Feb. 16, 2017
Seneca creates animated short with TSO and TIFF
DAM! The Story of Kit the Beaver celebrates Canada 150
Kit the beaver is a dreamer, curious and playful. As she gets ready for her debut on the big stage this weekend, Seneca animators that worked to bring her and her friends to life are anxious to see them in action for the first time.
“I can’t wait. It’s magical to see them move from expression to expression. It makes you feel something. It just hits you right here,” Cherese Buchanan says, her hand over her heart.
A third-year Animation student, Cherese was part of the Seneca Summer Animation Institute last year that produced DAM! The Story of Kit the Beaver, a 10-minute animated film premiering Saturday, Feb. 25 at Roy Thomson Hall with two performances.
None of the students who worked on the film has seen the final work.
“I’ve seen shots here and there, but not the whole thing,” Cherese says. “Already I’m like, ‘Look at this!’”
DAM! tells the story of Kit, a young beaver who is more interested in exploring the forest than building a dam with her clan. The film is commissioned by the Toronto Symphony Orchestra (TSO), in partnership with the Toronto International Film Festival (TIFF) and Seneca's School of Creative Arts and Animation. DAM! The Story of Kit the Beaver is funded by the Government of Canada, Department of Canadian Heritage in celebration of Canada’s 150th birthday.
Under the guidance of Seneca Professor Barney Wornoff, the film’s animation director, students developed and animated the project with Kjell Boersma, writer and director, and Josh Clavir, producer. They also worked closely with art direction from Julie Flett, an acclaimed children’s illustrator, to design the characters. The team created more than 100 shots over four and a half months of production at Seneca’s award-winning Animation Arts Centre.

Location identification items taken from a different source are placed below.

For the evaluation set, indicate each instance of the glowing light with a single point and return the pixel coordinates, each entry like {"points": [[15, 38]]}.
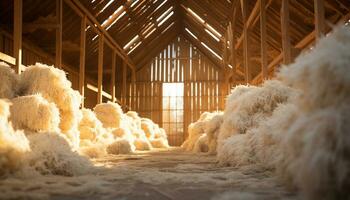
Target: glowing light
{"points": [[134, 3]]}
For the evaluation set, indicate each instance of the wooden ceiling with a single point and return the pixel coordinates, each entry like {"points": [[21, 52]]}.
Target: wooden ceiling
{"points": [[143, 27]]}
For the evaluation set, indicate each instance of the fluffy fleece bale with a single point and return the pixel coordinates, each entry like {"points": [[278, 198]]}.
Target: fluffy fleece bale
{"points": [[110, 114], [159, 143], [212, 128], [91, 149], [247, 109], [90, 127], [201, 144], [147, 126], [13, 144], [323, 73], [52, 154], [120, 146], [142, 144], [53, 85], [317, 145], [196, 130], [316, 154], [34, 113], [135, 117], [9, 81]]}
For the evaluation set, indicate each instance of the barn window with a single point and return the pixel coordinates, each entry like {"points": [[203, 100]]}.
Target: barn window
{"points": [[173, 111]]}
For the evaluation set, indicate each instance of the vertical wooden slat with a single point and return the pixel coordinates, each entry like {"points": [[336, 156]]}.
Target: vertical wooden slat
{"points": [[82, 60], [100, 69], [59, 7], [263, 38], [286, 46], [114, 60], [246, 35], [124, 83], [319, 18], [17, 31]]}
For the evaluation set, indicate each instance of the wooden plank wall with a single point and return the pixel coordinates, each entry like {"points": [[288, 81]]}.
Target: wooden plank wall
{"points": [[180, 62], [30, 56]]}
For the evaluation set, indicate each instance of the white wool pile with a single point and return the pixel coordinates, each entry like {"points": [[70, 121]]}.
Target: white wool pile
{"points": [[53, 85], [317, 143], [147, 126], [9, 81], [92, 149], [212, 128], [34, 113], [159, 143], [247, 106], [304, 138], [51, 154], [135, 118], [120, 146], [196, 130], [13, 144], [110, 114], [90, 127], [142, 144]]}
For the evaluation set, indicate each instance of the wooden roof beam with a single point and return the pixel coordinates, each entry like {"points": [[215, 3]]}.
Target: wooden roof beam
{"points": [[81, 10]]}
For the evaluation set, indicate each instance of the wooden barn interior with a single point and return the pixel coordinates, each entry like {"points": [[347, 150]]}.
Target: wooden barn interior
{"points": [[168, 60]]}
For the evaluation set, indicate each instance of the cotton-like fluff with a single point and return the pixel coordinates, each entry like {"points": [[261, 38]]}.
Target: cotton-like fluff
{"points": [[202, 144], [195, 130], [92, 149], [110, 114], [53, 85], [159, 143], [52, 154], [13, 144], [120, 146], [90, 127], [212, 128], [147, 126], [245, 111], [135, 118], [317, 145], [9, 81], [34, 113], [142, 144]]}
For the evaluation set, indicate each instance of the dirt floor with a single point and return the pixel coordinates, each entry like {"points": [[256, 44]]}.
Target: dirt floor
{"points": [[162, 174]]}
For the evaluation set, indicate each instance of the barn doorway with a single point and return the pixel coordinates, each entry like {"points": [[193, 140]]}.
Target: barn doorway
{"points": [[173, 116]]}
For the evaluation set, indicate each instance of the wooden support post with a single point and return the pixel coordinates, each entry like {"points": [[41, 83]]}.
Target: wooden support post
{"points": [[286, 46], [133, 91], [124, 83], [100, 68], [246, 53], [59, 7], [319, 18], [263, 37], [17, 32], [113, 76], [82, 60], [232, 30]]}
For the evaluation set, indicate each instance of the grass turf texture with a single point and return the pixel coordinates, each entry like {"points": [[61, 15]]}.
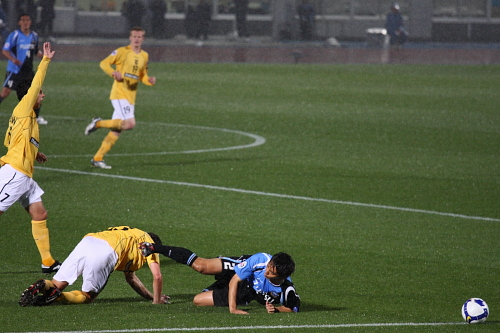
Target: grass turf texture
{"points": [[420, 137]]}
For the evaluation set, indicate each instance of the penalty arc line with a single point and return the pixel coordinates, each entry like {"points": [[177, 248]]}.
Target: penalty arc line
{"points": [[234, 328], [278, 195]]}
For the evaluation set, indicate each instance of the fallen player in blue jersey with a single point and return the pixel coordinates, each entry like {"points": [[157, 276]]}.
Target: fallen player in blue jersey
{"points": [[239, 280]]}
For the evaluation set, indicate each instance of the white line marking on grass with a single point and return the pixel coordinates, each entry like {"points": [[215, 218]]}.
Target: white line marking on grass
{"points": [[186, 329], [285, 196], [258, 140]]}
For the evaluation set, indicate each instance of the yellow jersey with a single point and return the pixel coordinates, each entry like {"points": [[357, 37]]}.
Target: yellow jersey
{"points": [[23, 135], [125, 241], [133, 67]]}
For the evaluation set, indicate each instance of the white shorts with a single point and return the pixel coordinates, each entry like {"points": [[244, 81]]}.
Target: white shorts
{"points": [[94, 259], [16, 186], [122, 109]]}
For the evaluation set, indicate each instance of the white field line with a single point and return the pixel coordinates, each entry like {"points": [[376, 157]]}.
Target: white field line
{"points": [[258, 140], [284, 196], [270, 327]]}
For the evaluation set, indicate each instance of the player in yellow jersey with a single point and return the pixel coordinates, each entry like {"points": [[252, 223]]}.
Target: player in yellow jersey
{"points": [[95, 258], [16, 175], [130, 67]]}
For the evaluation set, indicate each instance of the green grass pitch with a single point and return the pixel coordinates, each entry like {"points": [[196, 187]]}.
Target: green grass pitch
{"points": [[381, 181]]}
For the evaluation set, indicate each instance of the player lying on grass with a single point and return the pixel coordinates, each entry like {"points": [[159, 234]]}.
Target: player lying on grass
{"points": [[95, 258], [240, 280]]}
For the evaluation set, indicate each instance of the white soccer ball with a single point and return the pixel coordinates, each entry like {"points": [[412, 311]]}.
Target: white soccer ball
{"points": [[475, 311]]}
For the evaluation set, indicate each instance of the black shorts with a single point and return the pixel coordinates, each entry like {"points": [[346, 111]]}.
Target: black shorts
{"points": [[220, 287], [19, 82], [246, 294]]}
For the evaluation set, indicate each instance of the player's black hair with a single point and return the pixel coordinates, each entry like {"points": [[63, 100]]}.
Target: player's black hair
{"points": [[155, 237], [23, 14], [284, 264]]}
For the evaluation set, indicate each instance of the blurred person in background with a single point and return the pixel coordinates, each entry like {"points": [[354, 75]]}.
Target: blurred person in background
{"points": [[241, 11], [20, 49], [239, 280], [394, 26], [128, 66], [158, 9]]}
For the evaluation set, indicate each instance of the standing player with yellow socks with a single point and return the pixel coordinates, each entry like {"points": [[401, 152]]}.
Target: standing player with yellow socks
{"points": [[130, 67], [16, 175]]}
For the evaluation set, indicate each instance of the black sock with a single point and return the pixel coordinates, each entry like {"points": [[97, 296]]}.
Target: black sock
{"points": [[179, 254]]}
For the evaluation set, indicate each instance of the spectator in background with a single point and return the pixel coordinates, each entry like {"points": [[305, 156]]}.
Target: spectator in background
{"points": [[29, 7], [203, 18], [4, 31], [47, 16], [241, 11], [133, 10], [158, 9], [306, 19], [394, 26]]}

Erica Procunier, a Toronto-based composer, worked with the creative team to compose original music for the film, which will be performed live in concert with the TSO and shared with other orchestras across Canada.
“For many of the students, working on a production like this is new,” Barney says. “They’ve grown by leaps and bounds. They are a team and they’ve come out of this experience to be industry-ready professionals. It’s a huge leg up.”
The Seneca team consisted of eight to 10 students working full time on the project and five faculty members who provided assistance and mentorship. The students were divided into groups to work on background, characters and rigging.
For Lucy Ray, a third-year Animation student, designing the film’s background to showcase the changing four seasons involved researching iconic Canadian style references, such as the Group of Seven paintings.
Both Lucy and Cherese also designed the film’s poster image (pictured above) with Kjell.
The Seneca Summer Animation Institute has been placing graduating students on a variety of productions since 2004. Its first partnered film, Ryan, won an Oscar for Best Animated Short in 2005.
“Seneca is known for this kind of collaboration and we’ve been established in the industry as a training leader,” says Mark Jones, Chair, School of Creative Arts and Animation.
Also a producer for DAM!, Mark says opportunities like this give student a competitive advantage after graduation.
“It’s the students who do the animation,” he adds. “It’s an ambitious project and we pulled it off in a short time. It’s a personal record.”